A: If you're in TIFF withdrawal, fear not, green cinephiles, Planet in Focus, Toronto's International Environmental Film & Video Festival, starts Wednesday (September 28) and should have lots of illuminating flicks (www.planetinfocus.org). But what are the eco ramifications of cinematic enjoyment? We all know theatres are famous for refrigerating moviegoers to the point of frostbite. Well, instead of handing out blankets, Famous Players installed a nifty cooling system calibrated to the number of seats sold (or bodies heating the room) which, combined with automated lighting, has resulted in serious energy savings at dozens of theatres across the country, including our Paramount and SilverCitys. No word from Cineplex on this front.
Are you really going to finish that 2-litre cup of Coke or that plastic-wrapped 100-pack of Twizzlers? Consider bringing your own healthy snacks, like carrot sticks and juice in reusable containers. (I know, I know, theatres don't really condone this, so keep it hush-hush.) Or lug a porto-mug with you and ask a popcorn peddler to fill it with your bevy of choice.
As for home viewing, it's all contingent on your medium of choice. VHS players, even the new ones, consume more energy than DVD players. And watching films on your computer uses less energy than on your TV, especially if it's a new- fangled big-screen one.
Wouldn't you know it? The bigger and sharper the image, the more juice your set needs to deliver it. A 32-inch liquid crystal high definition (LCD HDTV) model, for instance, sucks back nearly 400 kWh per year, double that of an older analog screen of the same size. And a 50-inch plasma HDTV drinks up well over three times as much as that analog one. It's certainly enough to make your hydro bills jump. Is it really worth seeing the pores on your favourite starlet's nose?
To be fair, newer plasmas are improving as manufacturers reduce active mode power consumption, and non-HDTV LCDs use the same amount of power as regular ones.
Still, Canadians bought almost 200,000 energy-hogging HDTVs in 2002, according to a market research report by Euromonitor. We're also buying cheapie no-name DVD players like they're going out of style. Trouble is, the crappy ones are basically disposable, and it's cheaper to buy a new one than have it fixed. Just cough it up and get your stuff repaired at Videophase on King East (416-498-1348). They even make house calls.
Energy Star electronics, be they VHS or DVD players, TVs or computers, consume up to 75 per cent less electricity than conventional products when they're turned off. But only when they're off. See, most electronics continue to suck power from the socket even when they're not in use, making them serious energy pigs. Energy Star goods are much better about this, but the seal of approval doesn't tell you anything about how efficient your set is when it's on. And even if it did, Energy Star's current test for gauging active mode power is so old, it's based on black-and-white televisions!

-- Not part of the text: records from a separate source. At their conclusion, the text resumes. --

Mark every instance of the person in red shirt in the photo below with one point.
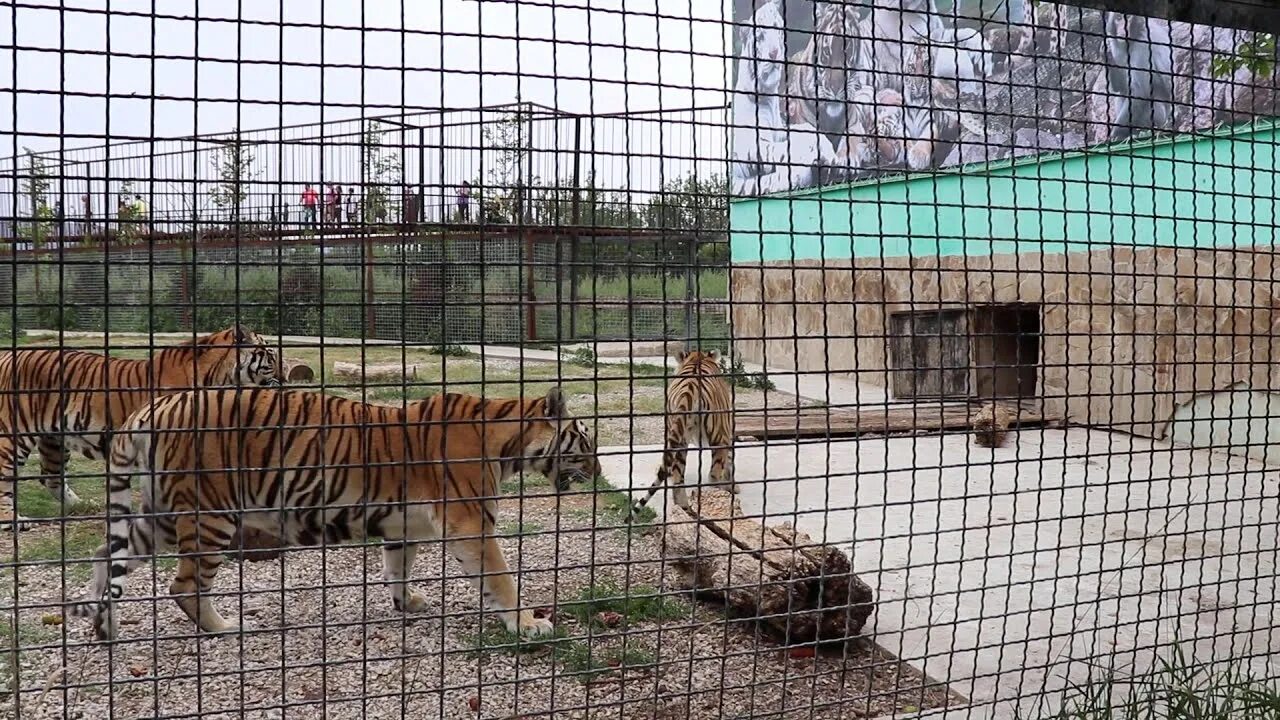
(309, 203)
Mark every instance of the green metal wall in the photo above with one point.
(1192, 191)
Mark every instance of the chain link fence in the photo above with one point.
(781, 359)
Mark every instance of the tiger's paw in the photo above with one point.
(533, 627)
(12, 520)
(416, 602)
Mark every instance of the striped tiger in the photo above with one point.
(699, 408)
(58, 400)
(342, 469)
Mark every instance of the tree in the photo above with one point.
(233, 163)
(1257, 54)
(36, 187)
(690, 204)
(507, 151)
(379, 171)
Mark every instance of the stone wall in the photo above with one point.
(1127, 333)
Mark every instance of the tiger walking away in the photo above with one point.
(59, 400)
(343, 469)
(699, 408)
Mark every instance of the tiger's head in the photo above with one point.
(566, 452)
(254, 360)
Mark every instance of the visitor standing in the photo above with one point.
(309, 203)
(465, 201)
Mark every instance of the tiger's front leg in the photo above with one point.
(397, 563)
(487, 568)
(53, 460)
(13, 455)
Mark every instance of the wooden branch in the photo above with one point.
(801, 591)
(384, 372)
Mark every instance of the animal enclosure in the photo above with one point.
(343, 345)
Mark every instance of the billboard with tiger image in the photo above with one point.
(828, 92)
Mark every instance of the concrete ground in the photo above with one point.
(1015, 572)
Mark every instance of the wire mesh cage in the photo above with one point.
(528, 359)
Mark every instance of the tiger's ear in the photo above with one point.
(557, 408)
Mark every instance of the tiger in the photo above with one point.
(58, 400)
(314, 469)
(699, 406)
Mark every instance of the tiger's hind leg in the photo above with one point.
(53, 460)
(673, 460)
(201, 546)
(722, 465)
(13, 456)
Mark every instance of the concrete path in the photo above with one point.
(1011, 573)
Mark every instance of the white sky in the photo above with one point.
(92, 72)
(325, 62)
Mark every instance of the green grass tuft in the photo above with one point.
(499, 639)
(1175, 689)
(451, 351)
(613, 506)
(581, 356)
(73, 548)
(85, 477)
(634, 604)
(736, 374)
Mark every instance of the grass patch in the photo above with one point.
(579, 660)
(452, 351)
(85, 477)
(21, 637)
(1175, 689)
(586, 664)
(632, 604)
(499, 639)
(613, 506)
(73, 547)
(520, 483)
(736, 374)
(581, 356)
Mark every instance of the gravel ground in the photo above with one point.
(325, 642)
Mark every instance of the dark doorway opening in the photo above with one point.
(929, 352)
(1006, 347)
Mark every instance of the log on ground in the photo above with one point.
(255, 545)
(296, 372)
(800, 589)
(379, 373)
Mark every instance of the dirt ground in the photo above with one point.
(324, 641)
(323, 638)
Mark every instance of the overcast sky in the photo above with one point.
(90, 72)
(164, 68)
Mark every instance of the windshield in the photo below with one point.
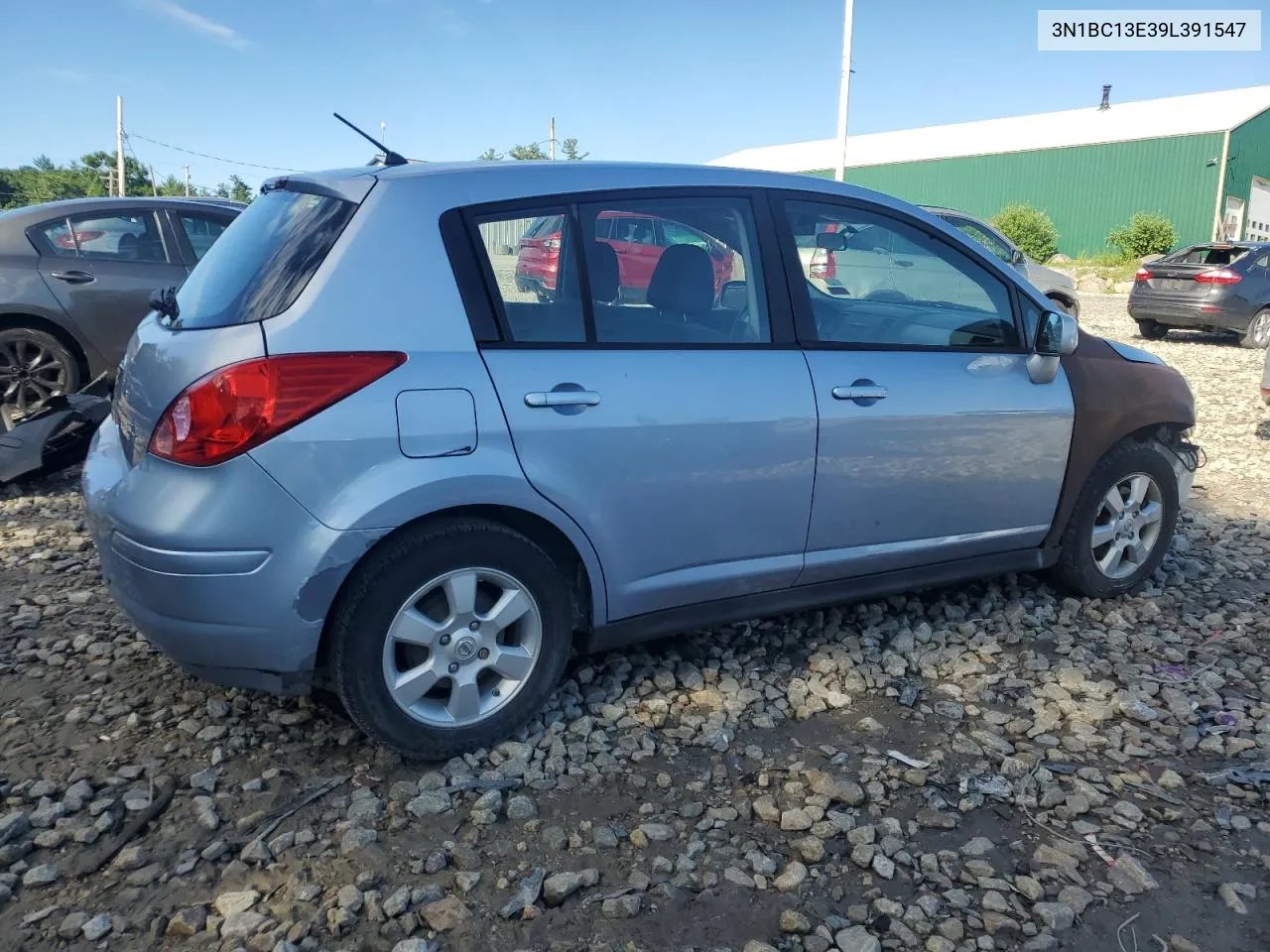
(263, 261)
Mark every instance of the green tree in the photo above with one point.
(239, 189)
(531, 151)
(172, 186)
(1146, 234)
(1030, 229)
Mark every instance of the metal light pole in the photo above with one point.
(118, 141)
(841, 166)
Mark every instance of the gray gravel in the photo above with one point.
(1070, 766)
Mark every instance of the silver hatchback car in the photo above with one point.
(425, 430)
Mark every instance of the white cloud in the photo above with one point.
(445, 19)
(189, 18)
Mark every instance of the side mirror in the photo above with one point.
(830, 241)
(1057, 334)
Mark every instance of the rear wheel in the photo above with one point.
(1123, 522)
(1257, 335)
(35, 366)
(451, 638)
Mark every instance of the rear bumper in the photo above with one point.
(218, 567)
(1187, 313)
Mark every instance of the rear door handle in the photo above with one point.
(864, 393)
(563, 398)
(73, 277)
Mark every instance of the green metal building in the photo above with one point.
(1201, 160)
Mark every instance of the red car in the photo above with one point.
(639, 241)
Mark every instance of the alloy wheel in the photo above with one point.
(1127, 526)
(30, 375)
(462, 647)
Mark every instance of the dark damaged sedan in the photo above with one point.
(1214, 287)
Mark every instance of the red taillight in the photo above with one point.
(240, 407)
(1222, 276)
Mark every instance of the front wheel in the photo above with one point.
(451, 638)
(35, 366)
(1257, 335)
(1121, 525)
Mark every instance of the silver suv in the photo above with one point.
(358, 449)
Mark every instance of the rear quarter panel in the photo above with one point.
(388, 286)
(24, 293)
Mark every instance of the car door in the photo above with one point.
(934, 442)
(103, 266)
(688, 458)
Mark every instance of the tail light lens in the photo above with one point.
(240, 407)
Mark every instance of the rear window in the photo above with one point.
(263, 261)
(1206, 254)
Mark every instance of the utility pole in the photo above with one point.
(841, 171)
(118, 144)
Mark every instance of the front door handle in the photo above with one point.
(862, 391)
(73, 277)
(563, 398)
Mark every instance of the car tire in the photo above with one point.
(1257, 335)
(58, 372)
(367, 651)
(1086, 563)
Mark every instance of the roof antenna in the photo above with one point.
(390, 158)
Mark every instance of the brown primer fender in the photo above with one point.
(1111, 399)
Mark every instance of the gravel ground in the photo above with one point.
(730, 789)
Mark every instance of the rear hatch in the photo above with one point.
(1189, 275)
(258, 270)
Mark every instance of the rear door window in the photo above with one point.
(264, 261)
(122, 236)
(658, 273)
(200, 231)
(1206, 254)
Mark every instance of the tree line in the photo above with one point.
(45, 180)
(570, 146)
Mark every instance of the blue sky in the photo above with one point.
(675, 80)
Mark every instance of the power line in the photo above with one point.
(204, 155)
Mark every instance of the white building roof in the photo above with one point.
(1121, 122)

Still, it's all we've got, so do look for the Energy Star label when you're shopping (DVD players from $99.99 and VCR players from $74.99 at Future Shop, Bay Bloor Radio and Source by Circuit City). If you're in need of both a VHS and DVD player, better to get the two-in-one kind (JVC and Panasonic have a model from $169.99 at Bay Bloor and Future Shop).

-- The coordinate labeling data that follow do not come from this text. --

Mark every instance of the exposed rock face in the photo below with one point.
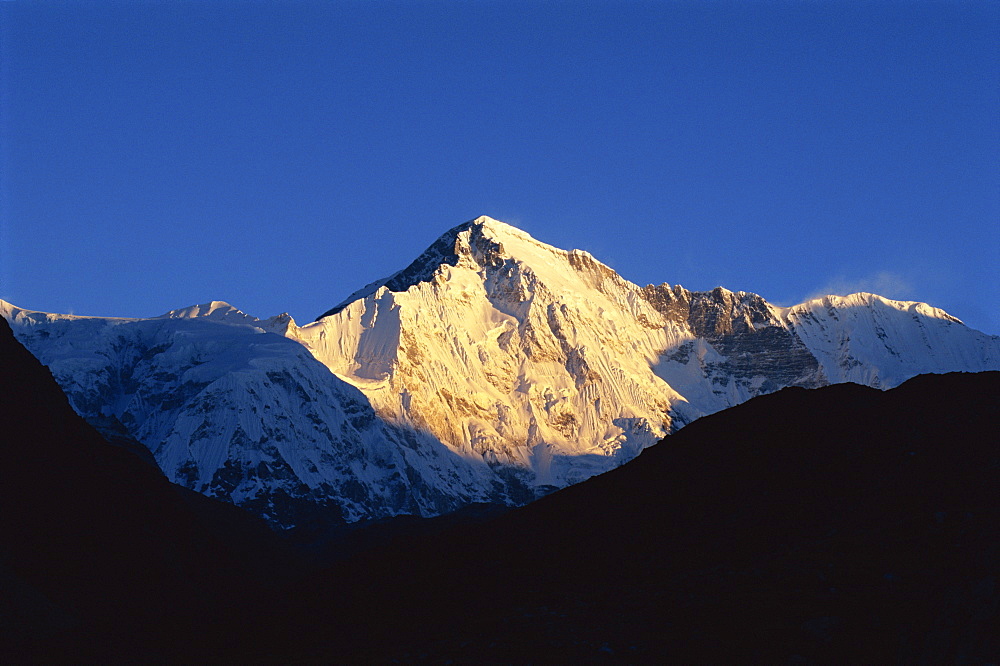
(491, 369)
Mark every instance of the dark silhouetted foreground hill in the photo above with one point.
(841, 524)
(101, 558)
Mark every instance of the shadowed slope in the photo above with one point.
(101, 557)
(807, 526)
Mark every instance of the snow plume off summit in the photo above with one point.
(493, 368)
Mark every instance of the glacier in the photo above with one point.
(493, 368)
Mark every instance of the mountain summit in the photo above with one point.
(493, 368)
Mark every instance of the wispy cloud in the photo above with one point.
(883, 283)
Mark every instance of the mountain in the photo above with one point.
(828, 526)
(493, 369)
(238, 413)
(549, 361)
(100, 555)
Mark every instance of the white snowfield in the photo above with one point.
(491, 369)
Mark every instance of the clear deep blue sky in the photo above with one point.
(280, 155)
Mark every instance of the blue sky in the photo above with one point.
(280, 155)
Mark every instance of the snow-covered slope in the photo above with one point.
(234, 412)
(492, 368)
(547, 360)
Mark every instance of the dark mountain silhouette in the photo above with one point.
(101, 557)
(807, 526)
(840, 524)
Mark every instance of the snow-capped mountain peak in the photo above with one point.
(491, 368)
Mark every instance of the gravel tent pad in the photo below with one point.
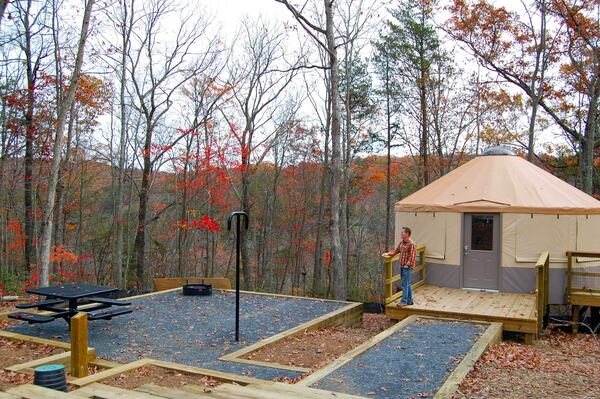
(193, 330)
(413, 362)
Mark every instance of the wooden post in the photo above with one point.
(575, 310)
(388, 287)
(569, 275)
(422, 262)
(79, 344)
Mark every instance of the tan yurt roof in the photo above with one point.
(500, 183)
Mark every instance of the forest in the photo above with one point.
(131, 129)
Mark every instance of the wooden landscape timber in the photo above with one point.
(345, 317)
(492, 335)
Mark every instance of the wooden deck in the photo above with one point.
(517, 312)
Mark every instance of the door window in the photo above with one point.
(482, 232)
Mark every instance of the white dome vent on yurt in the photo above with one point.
(498, 150)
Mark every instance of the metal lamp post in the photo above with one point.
(237, 215)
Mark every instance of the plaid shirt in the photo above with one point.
(408, 253)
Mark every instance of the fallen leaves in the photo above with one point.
(559, 366)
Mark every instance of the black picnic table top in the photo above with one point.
(72, 291)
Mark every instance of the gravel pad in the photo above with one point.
(414, 362)
(193, 330)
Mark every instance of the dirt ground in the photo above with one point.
(557, 366)
(159, 376)
(315, 349)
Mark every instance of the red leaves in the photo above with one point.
(60, 254)
(206, 223)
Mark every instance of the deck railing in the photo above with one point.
(572, 286)
(583, 283)
(391, 278)
(542, 268)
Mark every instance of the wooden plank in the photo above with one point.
(584, 254)
(516, 325)
(492, 335)
(279, 391)
(203, 392)
(585, 299)
(302, 392)
(271, 365)
(171, 393)
(102, 375)
(79, 345)
(105, 364)
(30, 391)
(585, 274)
(102, 391)
(348, 314)
(348, 356)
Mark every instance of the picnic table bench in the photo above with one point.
(97, 306)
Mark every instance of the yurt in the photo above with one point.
(485, 224)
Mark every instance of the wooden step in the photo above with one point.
(30, 391)
(102, 391)
(173, 393)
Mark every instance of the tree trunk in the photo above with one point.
(140, 236)
(245, 202)
(587, 146)
(29, 138)
(63, 110)
(339, 269)
(388, 177)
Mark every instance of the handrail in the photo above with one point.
(570, 273)
(578, 296)
(542, 283)
(390, 278)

Beyond the electronics that help you play your movies, what of the movies themselves? Both DVDs and VHS tapes can be brought to an Enviro Day (www.city.toronto.on.ca/environment_days), as can old TVs and DVD and VHS players (which get recycled). Whatever you do, don't landfill the stuff. (Cathode-ray-tube tellies, in particular, are bad, bad, bad if the tubes break and leak.)
If they're in good condition, bring old flicks to a second-hand media shop like CD Replay on Yonge, Lawrence or Bloor.
Downloading movies is perhaps the greenest way to view a flick, seeing as no DVD has to be pressed and shipped to stores, and computers use less energy than TVs. Renting is greener than buying your own copy, but only if you don't drive to the store.
As for movie-munching snacks, you can get certified organic, GMO-free popcorn at places like Noah's on Bloor, Yonge and Bathurst and Essence of Life on Kensington (from $2.99/3 pack). Stargazers and stalkerazzi can buy theirs at Whole Foods on Avenue.